COVID-19 Di Kepri (1): Habis Jokowi Datang, Banyak Perintah Ansar. Efektifkah?

angkaberita.id - Satgas COVID-19 di Bumi Segantang Lada tak perlu berlindung di balik kabar terdeteksinya varian baru COVID-19 menjawab kritik atas melonjaknya angka kasus baru selama hampir dua bulan terakhir di Kepri, khususnya Batam dan Tanjungpinang.

Perlu keberanian mengakui ada yang kurang berjalan dengan penanganan pandemi selama ini, termasuk kendala klasik koordinasi lintas Satgas COVID-19, atau masih sporadisnya langkah menekan penyebaran pagebluk akibat tiadanya strategi tunggal menghadapi pandemi di level Kepri.

Terbitnya sejumlah kebijakan, secara beruntun, melalui "perintah" gubernur beberapa waktu terakhir, seperti kewajiban tes antigen perjalanan antarpulau, pembatasan kegiatan sosial termasuk keharusan take away di rumah makan, isolasi terpusat dan penyediaan karantina di tingkat RT/RW, merupakan bukti masih belum terpadunya penanganan pandemi di Kepri.

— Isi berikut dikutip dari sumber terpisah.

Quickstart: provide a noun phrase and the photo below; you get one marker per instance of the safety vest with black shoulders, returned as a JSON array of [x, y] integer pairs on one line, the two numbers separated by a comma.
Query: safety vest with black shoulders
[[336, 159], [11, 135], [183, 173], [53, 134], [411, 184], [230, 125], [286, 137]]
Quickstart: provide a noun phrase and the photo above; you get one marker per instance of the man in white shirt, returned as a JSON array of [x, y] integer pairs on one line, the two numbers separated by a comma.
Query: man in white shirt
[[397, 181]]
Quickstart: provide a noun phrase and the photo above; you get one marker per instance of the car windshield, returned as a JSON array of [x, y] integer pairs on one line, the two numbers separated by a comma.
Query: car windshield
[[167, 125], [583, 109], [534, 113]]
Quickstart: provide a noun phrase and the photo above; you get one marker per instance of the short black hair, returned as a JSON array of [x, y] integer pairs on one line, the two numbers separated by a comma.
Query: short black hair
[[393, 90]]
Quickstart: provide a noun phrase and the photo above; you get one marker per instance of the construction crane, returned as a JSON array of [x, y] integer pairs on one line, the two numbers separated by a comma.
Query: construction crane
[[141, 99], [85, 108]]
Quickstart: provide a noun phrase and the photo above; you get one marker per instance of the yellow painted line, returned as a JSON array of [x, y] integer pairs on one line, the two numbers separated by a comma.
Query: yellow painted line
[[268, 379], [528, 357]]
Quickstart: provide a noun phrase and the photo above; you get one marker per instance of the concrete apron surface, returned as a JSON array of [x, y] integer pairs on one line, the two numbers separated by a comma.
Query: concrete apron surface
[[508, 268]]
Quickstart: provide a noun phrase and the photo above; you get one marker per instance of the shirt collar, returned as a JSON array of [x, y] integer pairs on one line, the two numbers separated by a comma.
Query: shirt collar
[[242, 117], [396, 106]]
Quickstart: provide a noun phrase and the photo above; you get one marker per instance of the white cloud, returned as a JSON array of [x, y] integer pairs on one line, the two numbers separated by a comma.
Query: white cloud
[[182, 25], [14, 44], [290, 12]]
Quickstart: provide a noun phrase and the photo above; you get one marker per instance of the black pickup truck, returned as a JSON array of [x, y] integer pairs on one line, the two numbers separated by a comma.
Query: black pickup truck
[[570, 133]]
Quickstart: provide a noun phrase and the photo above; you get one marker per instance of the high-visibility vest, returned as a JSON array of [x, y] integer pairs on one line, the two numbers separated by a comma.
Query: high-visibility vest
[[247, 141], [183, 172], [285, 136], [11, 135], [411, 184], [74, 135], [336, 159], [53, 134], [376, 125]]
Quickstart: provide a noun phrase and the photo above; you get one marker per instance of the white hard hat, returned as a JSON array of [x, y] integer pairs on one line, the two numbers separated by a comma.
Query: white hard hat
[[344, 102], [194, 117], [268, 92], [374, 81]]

Apalagi, perintah itu, sebagian besar muncul, setelah perintah khusus Presiden Jokowi sewaktu berkunjung ke Kepri dua pekan lalu menyusul lonjakan kasus COVID-19. Tekanan khusus pusat ke Kepri penting lantaran Kepri, khususnya Batam, merupakan satu dari sekian pusat pertumbuhan ekonomi di Tanah Air.

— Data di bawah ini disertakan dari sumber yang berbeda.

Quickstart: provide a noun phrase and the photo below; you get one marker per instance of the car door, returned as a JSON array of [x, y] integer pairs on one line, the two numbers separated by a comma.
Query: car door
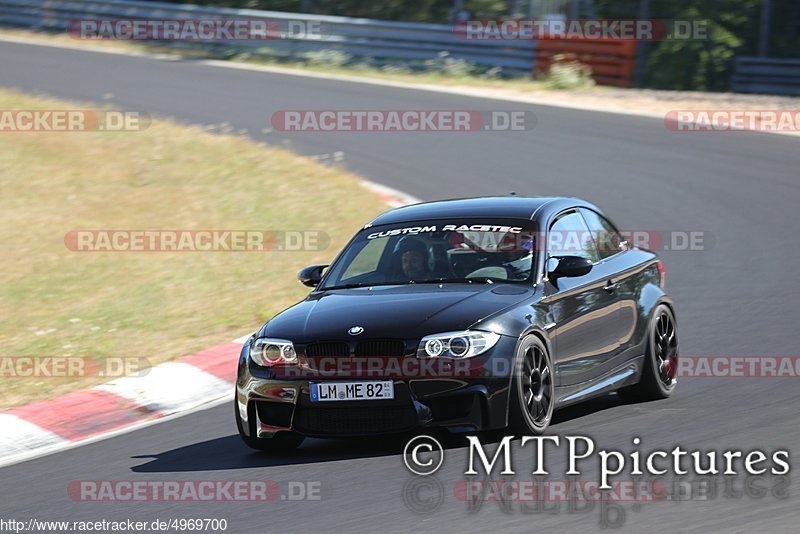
[[623, 269], [584, 311]]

Jika ekonomi di Kepri tak pulih-pulih, isyarat pemulihan ekonomi secara nasional juga tak secepat harapan Presiden Jokowi, yakni perekonomian tumbuh 7 persen di tiwulan II tahun 2021. Karena, turunnya kasus prasyarat terealisasinya harapan itu. Premisnya sederhana, dengan kasus rendah, termasuk di Kepri, kepercayaan publik bakal meningkat.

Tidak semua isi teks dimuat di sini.